When the village floods, the only embankment made of bamboo is washed away, and the newly planted crops are submerged before harvesting season. Dhunu recollects how her father drowned in one of these floods many years ago as he did not know how to swim. Following these scenes, we see Basanti teaching Dhunu how to swim. It is important for Basanti to teach her daughter how to swim as swimming becomes the metaphor for survival in a world that is unforgiving and hostile, where all dreams do not come true.
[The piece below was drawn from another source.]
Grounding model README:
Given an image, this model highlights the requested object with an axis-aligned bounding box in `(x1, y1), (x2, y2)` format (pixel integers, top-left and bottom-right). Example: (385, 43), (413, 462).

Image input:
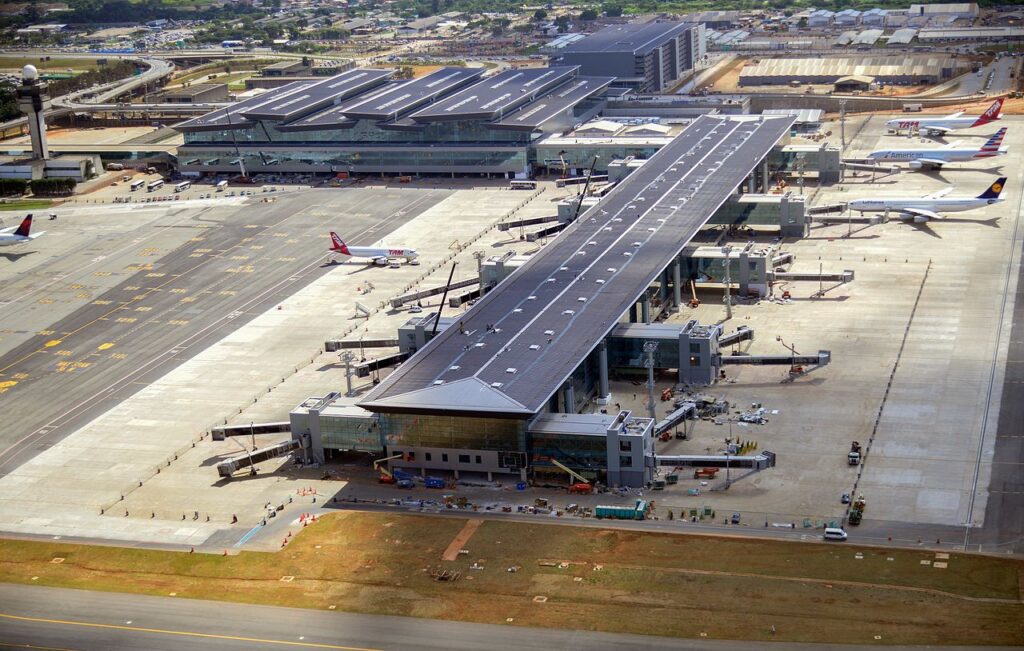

Village Rockstars is also a defiantly feminist film where the political undertones of being a woman is served up from an early age. Dhunu’s circle of friends consists of the local boys, with whom she climbs trees and roams around through the day. When the women from the neighbourhood complain about her ‘reckless behaviour’ and instruct her to mend her ways, it is Basanti who comes to her daughter’s rescue. She scolds her but does not dictate her to conform to any rules to please anyone else. Das directs these scenes just as any other scene, without any dramatic tension and scrutiny, underscoring a powerful act of defiance against patriarchy to powerful effect.

Director Rima Das at work

Director Rima Das at work Sourced by the correspondent

When Dhunu gets her first period, the women of the village pull her inside her home and instruct her not to leave. “She can’t see a boy and is not allowed to eat rice,” they say. She is made to wear a sari and put vermillion on her forehead, and other customs follow. She stays inside, unable to understand what is happening, silent as ever. When her period is over, she reclaims her freedom and climbs the tree again, in her same crumpled frock. This entire segment unfurls without making a dramatic statement about empowerment. It pays off superbly, as Das shows her audience to treat these customs without any importance, and move ahead with what life has to offer. Infusing any dramatic rendering into these acts of patriarchal customs would have shaken the defiance that envelops Village Rockstars so imperceptibly.

Village Rockstars is an important cinematic work that has a firm hold on its roots and dares to confront it in the most subtle way. Dhunu’s livelihood is threatened both by her environment as well as her position in society. The floods damage the crops every year and drown half of the village, and she is relegated to the confines of her neighbourhood where she has to ‘fix’ her behaviour. But she manages to overturn both — learning to swim and going against the diktat to not climb trees or play with boys. In doing so, Das brings alive a deeply rooted location and culture that rings universally true in its daring.